Was the Ancient Mariner a Conservative party member? Coleridge tells us several times that he had a ‘glittering eye’, an infallible sign of a screw loose somewhere. The S.T. Coleridge school of political psychiatry came into its own last weekend when the newspapers were told that Tory party ‘associations are all mad, swivel-eyed loons’. The Wedding Guest in Coleridge’s rime had his own ideas about care in the community: ‘Get thee hence, thou grey-beard Loon,’ he cried, to little enough effect, it must be admitted. But what did he mean by loon?
The Ancient Mariner was not being ‘diagnosed with lunacy’, as Coleridge would certainly not have put it. The poet, adopting a deliberately archaic vocabulary for his ballad, knew from Shakespeare of the ‘cream-fac’d’ variety of loon. Iago, in a drinking song learnt in England (he said), attributes the use of the insult loon to King Stephen himself, whose ‘breeches cost him but a crown, / He held them sixpence all too dear, / With that he called the tailor lown.’ Here loon comes in a form rhyming with clown.

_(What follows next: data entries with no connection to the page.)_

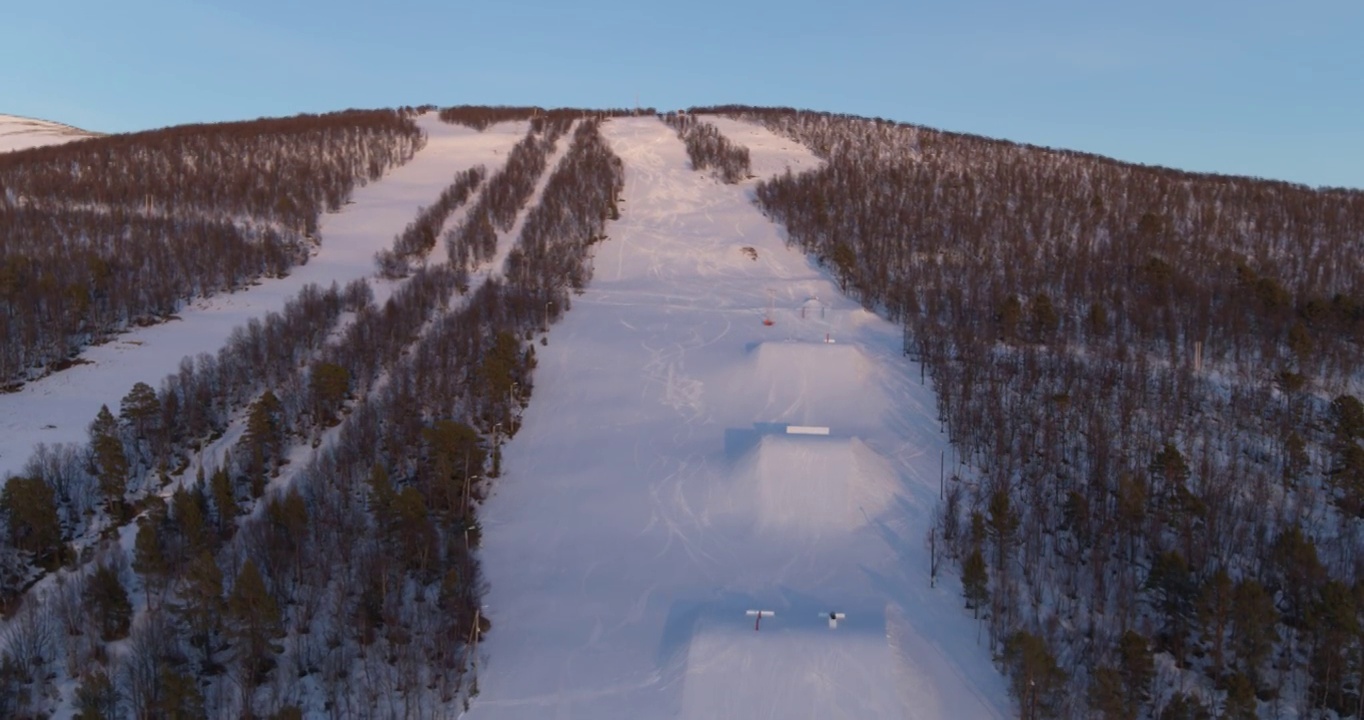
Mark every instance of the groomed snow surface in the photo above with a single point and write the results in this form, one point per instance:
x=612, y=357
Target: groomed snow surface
x=23, y=132
x=60, y=407
x=655, y=492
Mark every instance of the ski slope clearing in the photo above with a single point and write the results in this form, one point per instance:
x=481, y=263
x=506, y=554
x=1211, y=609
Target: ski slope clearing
x=23, y=132
x=671, y=475
x=60, y=407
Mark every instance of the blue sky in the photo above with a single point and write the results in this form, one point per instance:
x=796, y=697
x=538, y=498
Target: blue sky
x=1269, y=89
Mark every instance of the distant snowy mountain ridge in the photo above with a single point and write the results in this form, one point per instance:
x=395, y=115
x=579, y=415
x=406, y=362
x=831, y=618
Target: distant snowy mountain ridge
x=22, y=132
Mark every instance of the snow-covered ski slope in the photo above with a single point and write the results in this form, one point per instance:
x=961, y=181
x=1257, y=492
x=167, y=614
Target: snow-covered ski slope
x=23, y=132
x=60, y=407
x=655, y=495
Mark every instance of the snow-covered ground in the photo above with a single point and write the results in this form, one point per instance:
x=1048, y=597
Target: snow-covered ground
x=22, y=132
x=60, y=407
x=655, y=495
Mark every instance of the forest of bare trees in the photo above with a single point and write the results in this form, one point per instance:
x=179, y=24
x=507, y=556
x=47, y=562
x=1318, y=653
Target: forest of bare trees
x=708, y=149
x=355, y=585
x=1151, y=379
x=109, y=232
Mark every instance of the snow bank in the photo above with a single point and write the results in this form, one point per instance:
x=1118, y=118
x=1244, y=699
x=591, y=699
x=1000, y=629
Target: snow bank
x=794, y=667
x=23, y=132
x=808, y=484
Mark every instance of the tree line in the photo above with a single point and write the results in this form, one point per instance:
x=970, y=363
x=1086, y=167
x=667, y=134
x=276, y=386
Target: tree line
x=356, y=581
x=109, y=232
x=420, y=235
x=1151, y=378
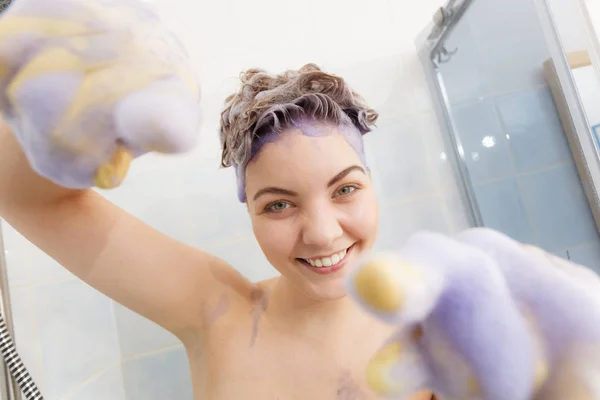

When Kenneth Clarke used clown to insult members of Ukip, he clearly meant the circus sort of clown. To Shakespeare, clown did mean ‘jester’, but also retained the meaning of ‘peasant’ or ‘loon’.
Connotations of lunacy in the use of loon obviously came through the influence of the unrelated lunatic, but also through that of loon meaning a bird, the Great Northern Diver. It has a weird cry, which to Henry David Thoreau sounded ‘sometimes singularly human’. Crazy as a loon or drunk as a loon were similes taken not only from the bird’s cry, but also from its wild manner of attempting to extricate itself from danger. The Canadians put the loon on their dollar coin.
So loony as an abbreviation of lunatic took on board all these associations. P.G. Wodehouse was fond of the word looney-bin, which in My Man Jeeves (1919) he, or his publisher, hyper-correctly spelled luny-bin. Most recently, when loon-pants, those short-lived 28-inch flared fashion disasters of 1971, had their day, Lord Feldman, the Conservative deputy chairman, was only five. He can be acquitted of imagining party association members in flared trousers.